I’ve been thinking about Chester Bennington today, the late singer in the phenomenally successful nu-metal band Linkin Park. Were he to have navigated the moment that took his life on July 20th, 2017, today he would have been 47 years old.
And this last half decade, I’ve been thinking a lot about suicide.
Before July 2017, I’d seriously considered suicide maybe twice; a few months into the onset of my Obsessive Compulsive Disorder, aged 19, then during a prolonged bout of OCD aged 30, when it was impossible for me to think of any other way to escape the cycle of doubt I was lost within. Since then, I’ve lost track of the number of times I’ve tried, certainly how often I’ve thought about it. I’m done with all that now, I have emerged a wiser if physically, mentally scarred man. Here is what I’ve learned; the danger isn’t in the thought itself, but in the moments that follow it.
Today I’ve been specifically thinking about the day a few months before Chester died, when I went to see he and bandmate Mike Shinoda talk and play acoustically in the foyer of Warner Records, the record label that the band were signed to. I never cared much for Linkin Park, really – their brand of metal was just that bit sporty for me and when they were most popular I was listening to Pulp - but going to see members of Linkin Park talk and play songs is the sort of thing someone who is the then editor of Kerrang! magazine does. I can’t remember what songs were played, but I do remember what the singer said. He talked, extensively, infront of every significant rock music industry figure of that time, about how he often thought of taking his own life.
I haven’t just tried to take my own life repeatedly in the last five years. I’ve lost friends to their own hand too. One I think about daily. His pleas for help on Twitter haunt me, I have to wrestle to remember the man I knew and not the cries of anguish that peppered his final days. That might sound like it wasn’t a moment that took him, that there was foreboding, but I remember the jokes he cracked between the moments of desperation. It wasn’t a consistent message. He was trying to pull himself back. The day after the last time I tried to kill myself I signed a book deal and went for a Chinese meal with my wife. I was happy and logical - and sore. In the moment I was not.
Like almost all discourse in 2023, that which surrounds suicide is broken and noisy and dashed with performativity. The section editor who shouted at me down a telephone line twenty years ago for late copy, oblivious or uncaring that the OCD I was lost to meant that I could hear ‘demons’ in the wall of my flat, recently wrote a book about mental health in the music industry. I become incensed, because I just don’t know where to put the respect I once had for him, when a former boss tweets suggestions in the wake of a music industry suicide to ‘reach out’ (the texts and emails to him, sometimes from a hospital ward, asking him to share some responsibility for the mistake I made at work as a younger and inexperienced man go unanswered).
I don’t mean to throw shade. I am 42 years old. I have been hypocritical many times myself. Anyone who has lived a full adult life will have. I have a book I’ve written en route about mental illness. I also have a last desperate twitter DM from my friend asking if I would call them, that remains unanswered, him not around to pick up now, even if I called. A tombstone in my direct messages. I miss him.

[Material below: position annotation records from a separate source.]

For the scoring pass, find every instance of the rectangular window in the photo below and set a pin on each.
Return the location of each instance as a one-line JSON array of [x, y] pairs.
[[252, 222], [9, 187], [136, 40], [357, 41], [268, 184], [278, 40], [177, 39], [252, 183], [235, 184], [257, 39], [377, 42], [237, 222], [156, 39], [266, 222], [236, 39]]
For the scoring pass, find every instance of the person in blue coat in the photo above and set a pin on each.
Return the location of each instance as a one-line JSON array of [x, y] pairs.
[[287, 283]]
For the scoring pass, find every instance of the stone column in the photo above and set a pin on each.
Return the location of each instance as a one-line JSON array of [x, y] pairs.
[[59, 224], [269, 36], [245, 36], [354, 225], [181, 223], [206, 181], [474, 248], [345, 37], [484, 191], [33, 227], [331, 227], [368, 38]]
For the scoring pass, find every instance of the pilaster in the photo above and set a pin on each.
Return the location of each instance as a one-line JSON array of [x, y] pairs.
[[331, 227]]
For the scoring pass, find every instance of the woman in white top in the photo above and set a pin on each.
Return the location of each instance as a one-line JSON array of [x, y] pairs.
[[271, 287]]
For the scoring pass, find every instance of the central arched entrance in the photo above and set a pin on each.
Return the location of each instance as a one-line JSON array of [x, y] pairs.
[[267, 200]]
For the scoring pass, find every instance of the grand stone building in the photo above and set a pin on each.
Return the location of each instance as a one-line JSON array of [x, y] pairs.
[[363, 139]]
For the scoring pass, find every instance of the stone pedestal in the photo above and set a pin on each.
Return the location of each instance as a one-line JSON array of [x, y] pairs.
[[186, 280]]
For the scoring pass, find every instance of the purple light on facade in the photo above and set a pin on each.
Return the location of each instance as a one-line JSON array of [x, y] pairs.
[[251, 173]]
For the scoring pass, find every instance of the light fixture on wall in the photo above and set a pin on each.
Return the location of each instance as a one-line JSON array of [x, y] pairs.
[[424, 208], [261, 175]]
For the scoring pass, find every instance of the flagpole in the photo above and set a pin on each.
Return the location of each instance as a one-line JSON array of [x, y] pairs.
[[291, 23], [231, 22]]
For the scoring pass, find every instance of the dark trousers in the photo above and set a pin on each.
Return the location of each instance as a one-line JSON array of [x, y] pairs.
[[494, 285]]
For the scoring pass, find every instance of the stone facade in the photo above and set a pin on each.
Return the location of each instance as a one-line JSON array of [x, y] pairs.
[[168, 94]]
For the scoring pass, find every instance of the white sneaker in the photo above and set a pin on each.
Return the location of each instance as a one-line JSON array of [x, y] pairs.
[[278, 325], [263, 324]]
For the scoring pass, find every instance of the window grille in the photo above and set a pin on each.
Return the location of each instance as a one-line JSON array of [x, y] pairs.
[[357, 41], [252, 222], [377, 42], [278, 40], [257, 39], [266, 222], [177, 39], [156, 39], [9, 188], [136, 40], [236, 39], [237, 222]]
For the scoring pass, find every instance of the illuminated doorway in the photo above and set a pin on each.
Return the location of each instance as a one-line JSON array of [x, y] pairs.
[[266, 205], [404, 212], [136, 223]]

When I think about Chester that day at Warners, I think about how desensitised I was to someone taking about taking their own life. Take it from a teenage Nirvana fan; suicide is part of the currency of rock music, a sales bump for magazines and the re-issue department, a diversion from release cycles and festival announcements. What could I have done to save Chester from the moment that took him? Who could have helped me in the moments when I’d forgotten about the love and joy that surrounded this present feeling in time? (My mum, my wife, my friends Danielle and Mariel actually, but it took a gang to do it). Why didn’t I call my friend when he needed help? I said I was thinking, not that I’d arrived at any conclusions.
These moments? They don’t just arrive. There isn’t one reason why we’re lost to them. No one person, event or one thing is to blame. During the moments I ended up on a train track, a bridge or with a knife in my hand, I’d arrived there at the end of a long journey. Like erosion topples cliffs or tumours break out, these moments ready themselves for criticality over time, I don’t doubt that there will be more moments to come for more people; the world is breaking us, as the world breaks apart. What moments are being forged today for tragedy tomorrow?
Be gentle with yourself. And each other.